De liefde verschijnt in de geestelijke wereld als warmte en wijsheid als licht. Daarom verschijnt de Goddelijke liefde voor de engelen in de hemel als één ZON. Toch zijn liefde en wijsheid niet twee eigenschappen, maar ze zijn als één eigenschap: en dat is de Goddelijke liefde, Die alles in zich heeft.

 

Bij engelen of geesten, die de liefde [warmte] meer ontvangen dan de wijsheid [licht]. Daarom worden deze hemelse engelen of hemelse mensen genoemd. Bij engelen of geesten die de wijsheid [licht] echter meer ontvangen, deze worden dan geestelijke engelen en geestelijke mensen genoemd.

Op de Aarde schijnt de Zon als één grote vuurster [en zij is wel miljoen keer groter dan de Aarde] volgens de geschriften van Jakob Lorber]. Het vuurelement van de Zon en daaruit komen warmte en licht tegelijk. Vooral in de lente en de zomer komt dit tot uiting. De Heer is alomtegenwoordig [en dat is Zijn liefde] en Hij is alwetend [de wijsheid en het ware]. Het heelal is zodanig geschapen, dat de Heer in alles de eerste [the first = de Vorst] is en tevens ook de laatste en Hij woont in het midden [van het centrum] en is dus alom tegenwoordig.

 

Ieder mens is tot een bepaald nut geschapen op deze Aarde.
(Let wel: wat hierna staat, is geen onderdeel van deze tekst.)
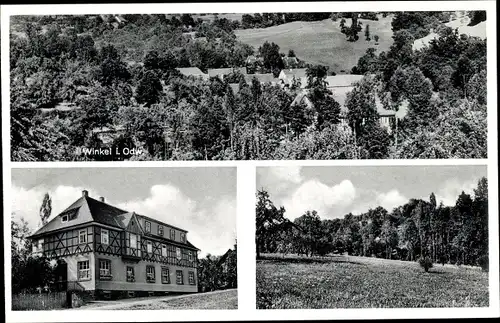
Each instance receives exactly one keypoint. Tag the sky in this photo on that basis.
(335, 191)
(200, 200)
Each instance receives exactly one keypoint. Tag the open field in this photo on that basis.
(225, 300)
(359, 282)
(321, 42)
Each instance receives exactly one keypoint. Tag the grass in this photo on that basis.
(321, 42)
(223, 300)
(358, 282)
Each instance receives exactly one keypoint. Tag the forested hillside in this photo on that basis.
(420, 228)
(73, 76)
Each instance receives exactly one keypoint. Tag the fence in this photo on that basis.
(42, 301)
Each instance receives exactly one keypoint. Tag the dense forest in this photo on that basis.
(445, 234)
(122, 75)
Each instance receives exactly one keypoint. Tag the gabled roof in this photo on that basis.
(295, 72)
(225, 71)
(262, 78)
(191, 71)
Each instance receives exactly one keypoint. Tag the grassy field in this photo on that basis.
(358, 282)
(224, 300)
(321, 42)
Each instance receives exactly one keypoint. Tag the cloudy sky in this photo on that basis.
(336, 191)
(199, 200)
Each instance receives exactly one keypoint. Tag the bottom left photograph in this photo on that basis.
(123, 238)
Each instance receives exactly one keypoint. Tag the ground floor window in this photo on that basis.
(165, 275)
(130, 274)
(104, 269)
(191, 278)
(150, 274)
(179, 277)
(83, 270)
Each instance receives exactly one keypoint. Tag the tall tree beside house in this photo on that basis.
(45, 209)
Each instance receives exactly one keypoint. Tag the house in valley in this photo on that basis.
(221, 72)
(340, 86)
(192, 71)
(107, 251)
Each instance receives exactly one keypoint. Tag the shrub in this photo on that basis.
(425, 263)
(484, 263)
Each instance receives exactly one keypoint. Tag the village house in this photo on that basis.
(340, 86)
(192, 71)
(221, 72)
(108, 251)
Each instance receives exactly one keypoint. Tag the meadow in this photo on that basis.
(359, 282)
(321, 42)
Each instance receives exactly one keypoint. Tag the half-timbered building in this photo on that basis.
(106, 250)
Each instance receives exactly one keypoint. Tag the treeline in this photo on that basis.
(445, 234)
(443, 84)
(217, 272)
(134, 84)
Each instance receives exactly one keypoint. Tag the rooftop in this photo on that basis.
(87, 210)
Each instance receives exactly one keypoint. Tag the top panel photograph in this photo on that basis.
(241, 86)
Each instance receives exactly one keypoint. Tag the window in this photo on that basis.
(165, 275)
(82, 236)
(178, 277)
(130, 274)
(191, 278)
(133, 241)
(104, 269)
(104, 237)
(83, 270)
(150, 274)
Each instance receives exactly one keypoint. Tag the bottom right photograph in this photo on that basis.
(371, 237)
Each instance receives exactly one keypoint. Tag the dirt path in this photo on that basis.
(149, 301)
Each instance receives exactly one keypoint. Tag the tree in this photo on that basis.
(45, 209)
(149, 89)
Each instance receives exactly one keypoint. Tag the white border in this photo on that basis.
(246, 172)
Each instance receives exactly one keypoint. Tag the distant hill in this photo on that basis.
(461, 23)
(321, 42)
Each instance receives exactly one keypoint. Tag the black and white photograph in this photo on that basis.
(248, 86)
(123, 238)
(372, 237)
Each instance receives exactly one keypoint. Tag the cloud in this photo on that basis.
(289, 174)
(391, 199)
(314, 195)
(27, 203)
(211, 223)
(452, 188)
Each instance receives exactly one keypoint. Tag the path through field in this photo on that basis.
(360, 282)
(225, 299)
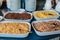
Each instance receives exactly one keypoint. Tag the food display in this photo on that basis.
(14, 28)
(18, 16)
(47, 26)
(45, 14)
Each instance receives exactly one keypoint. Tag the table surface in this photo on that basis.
(32, 36)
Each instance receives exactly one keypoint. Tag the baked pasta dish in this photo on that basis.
(45, 14)
(14, 28)
(47, 26)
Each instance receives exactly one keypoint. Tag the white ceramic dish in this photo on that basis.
(18, 20)
(45, 33)
(55, 17)
(15, 35)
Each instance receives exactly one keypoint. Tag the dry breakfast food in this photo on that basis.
(21, 16)
(47, 26)
(45, 14)
(14, 28)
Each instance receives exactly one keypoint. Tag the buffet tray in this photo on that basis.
(15, 35)
(45, 33)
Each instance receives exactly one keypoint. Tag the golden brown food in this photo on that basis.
(18, 16)
(45, 14)
(47, 26)
(14, 28)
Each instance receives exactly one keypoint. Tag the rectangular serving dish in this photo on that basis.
(55, 17)
(45, 33)
(16, 19)
(15, 35)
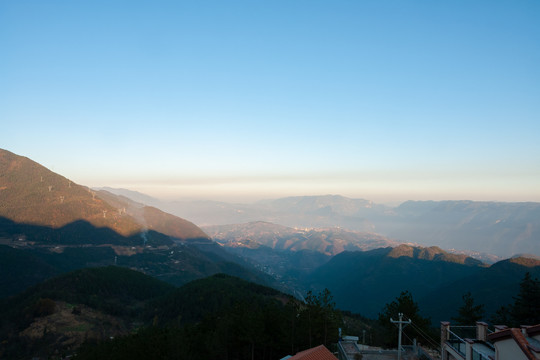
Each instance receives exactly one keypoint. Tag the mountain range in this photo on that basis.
(55, 225)
(50, 226)
(489, 230)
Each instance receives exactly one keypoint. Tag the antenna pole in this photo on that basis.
(400, 323)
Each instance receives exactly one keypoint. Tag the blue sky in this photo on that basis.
(244, 100)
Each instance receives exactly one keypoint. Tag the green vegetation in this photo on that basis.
(420, 327)
(469, 313)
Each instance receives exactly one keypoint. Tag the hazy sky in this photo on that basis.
(241, 100)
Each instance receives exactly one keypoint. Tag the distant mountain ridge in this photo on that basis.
(361, 281)
(54, 225)
(329, 241)
(490, 228)
(32, 194)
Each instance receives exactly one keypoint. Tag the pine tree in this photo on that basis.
(469, 313)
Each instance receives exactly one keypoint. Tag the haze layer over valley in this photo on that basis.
(480, 229)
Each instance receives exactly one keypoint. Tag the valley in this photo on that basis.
(56, 239)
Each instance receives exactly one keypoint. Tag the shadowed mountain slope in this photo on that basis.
(32, 194)
(363, 281)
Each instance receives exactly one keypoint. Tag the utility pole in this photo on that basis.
(400, 323)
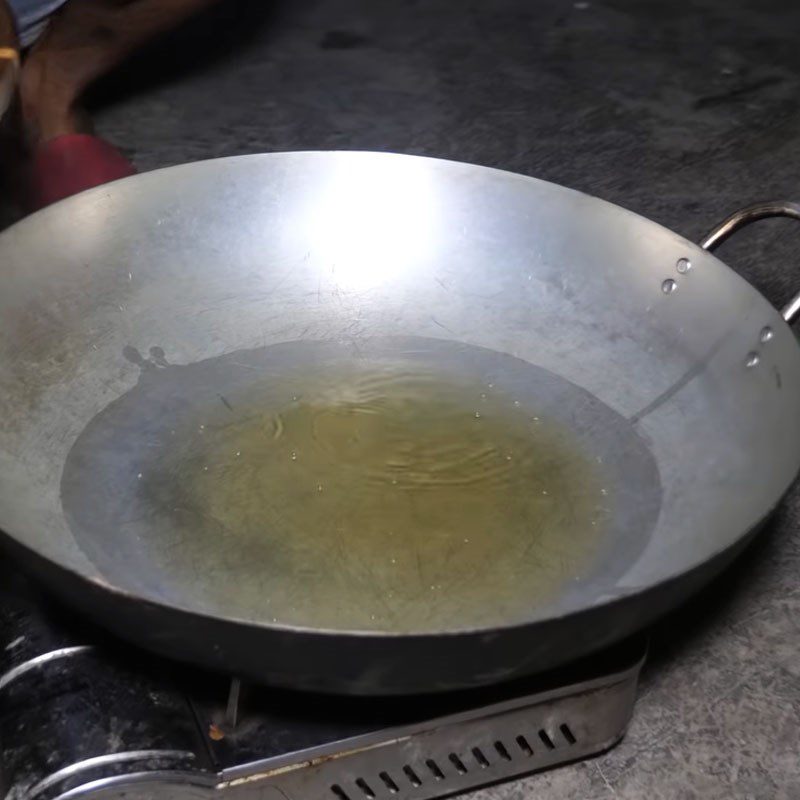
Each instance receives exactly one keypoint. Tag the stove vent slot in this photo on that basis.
(483, 762)
(458, 764)
(546, 740)
(366, 789)
(412, 776)
(524, 745)
(567, 733)
(389, 783)
(500, 752)
(435, 769)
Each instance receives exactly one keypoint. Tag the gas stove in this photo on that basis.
(83, 715)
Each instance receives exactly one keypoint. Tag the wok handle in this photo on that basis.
(744, 216)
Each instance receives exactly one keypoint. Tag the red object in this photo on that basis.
(71, 163)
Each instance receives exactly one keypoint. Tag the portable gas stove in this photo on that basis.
(85, 716)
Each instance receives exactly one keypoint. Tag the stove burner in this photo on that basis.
(85, 716)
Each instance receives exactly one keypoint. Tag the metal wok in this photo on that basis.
(661, 356)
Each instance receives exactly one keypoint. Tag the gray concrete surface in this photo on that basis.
(679, 111)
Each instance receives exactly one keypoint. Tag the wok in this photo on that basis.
(116, 303)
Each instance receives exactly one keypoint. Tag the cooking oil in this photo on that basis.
(387, 496)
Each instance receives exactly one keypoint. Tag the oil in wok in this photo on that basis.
(381, 498)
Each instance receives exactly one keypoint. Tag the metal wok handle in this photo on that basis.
(739, 219)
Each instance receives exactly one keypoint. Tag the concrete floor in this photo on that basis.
(679, 111)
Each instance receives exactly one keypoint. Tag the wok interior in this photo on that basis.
(470, 270)
(413, 485)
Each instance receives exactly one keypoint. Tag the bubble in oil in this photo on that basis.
(669, 286)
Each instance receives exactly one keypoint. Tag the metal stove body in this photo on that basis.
(85, 716)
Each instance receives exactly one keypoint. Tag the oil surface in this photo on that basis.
(383, 494)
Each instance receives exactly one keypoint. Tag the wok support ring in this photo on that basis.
(745, 216)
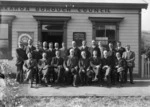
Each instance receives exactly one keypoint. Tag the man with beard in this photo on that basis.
(71, 68)
(84, 69)
(21, 57)
(30, 67)
(57, 63)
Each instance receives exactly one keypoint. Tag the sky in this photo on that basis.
(146, 18)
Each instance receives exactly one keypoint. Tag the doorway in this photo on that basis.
(52, 33)
(53, 37)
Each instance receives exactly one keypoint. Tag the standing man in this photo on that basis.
(85, 48)
(45, 48)
(112, 56)
(129, 56)
(84, 69)
(20, 58)
(106, 67)
(30, 48)
(71, 68)
(95, 63)
(57, 63)
(63, 51)
(30, 67)
(43, 69)
(120, 67)
(50, 51)
(101, 49)
(94, 47)
(120, 49)
(37, 53)
(76, 50)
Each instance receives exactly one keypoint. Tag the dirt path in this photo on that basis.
(140, 88)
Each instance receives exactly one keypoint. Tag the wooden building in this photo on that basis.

De meesten hebben in zekere zin een voorkeur voor een bepaald nut [goed of slecht]. Het spreekwoord:  ‘Liefde voor een zaak hebben!’ Een nut hebben in dit leven is nuttig voor het algemeen welzijn voor de mens zelf, voor zijn naaste, maar bovenal voor de Heer. Iedereen die een goed nut [werk] verricht en dat liefheeft, uit dat in liefde voor de algemene zaak, dus voor het algemene nut, en dat wordt door de Heer bemind en door Engelen met vreugde in de hemel ontvangen.

 

Maar een liefde voor zichzelf houden, een liefde voor de wereld hebben, dat houd de mens af van zijn genoegens der wijsheden en dompelt hem in de genoegens van wereldse zaken, ook van zijn lichaam, wat samenhangt met de boosheden. Dezulken worden volgens Swedenborg na de dood in helse gezelschappen gebracht en tot werken gedwongen door de kracht van de honger en door gebrek aan voedsel.

 

De gehele hemel is vervuld met ‘nuttigheden’ en een ieder krijgt daar als beloning een mooi huis met een overvloed aan huisraad en kelderschappen vol met voedsel in een paradijselijke sfeer, maar een ieder naar zijn werken. [Vergelijk ook GJE, deel 1, thema Sichar of zie verder bij Joh, 24:20,21]

 

De ruimten in het oerheelal en de uitgebreidheden voor God zijn geen grote oneindige ruimtes en uitbreidingen voor de Heer Zelf, want deze oneindige dieptes en hoogten omvat Hij Zelf, want Zijn Goddelijkheid is overal tegelijk.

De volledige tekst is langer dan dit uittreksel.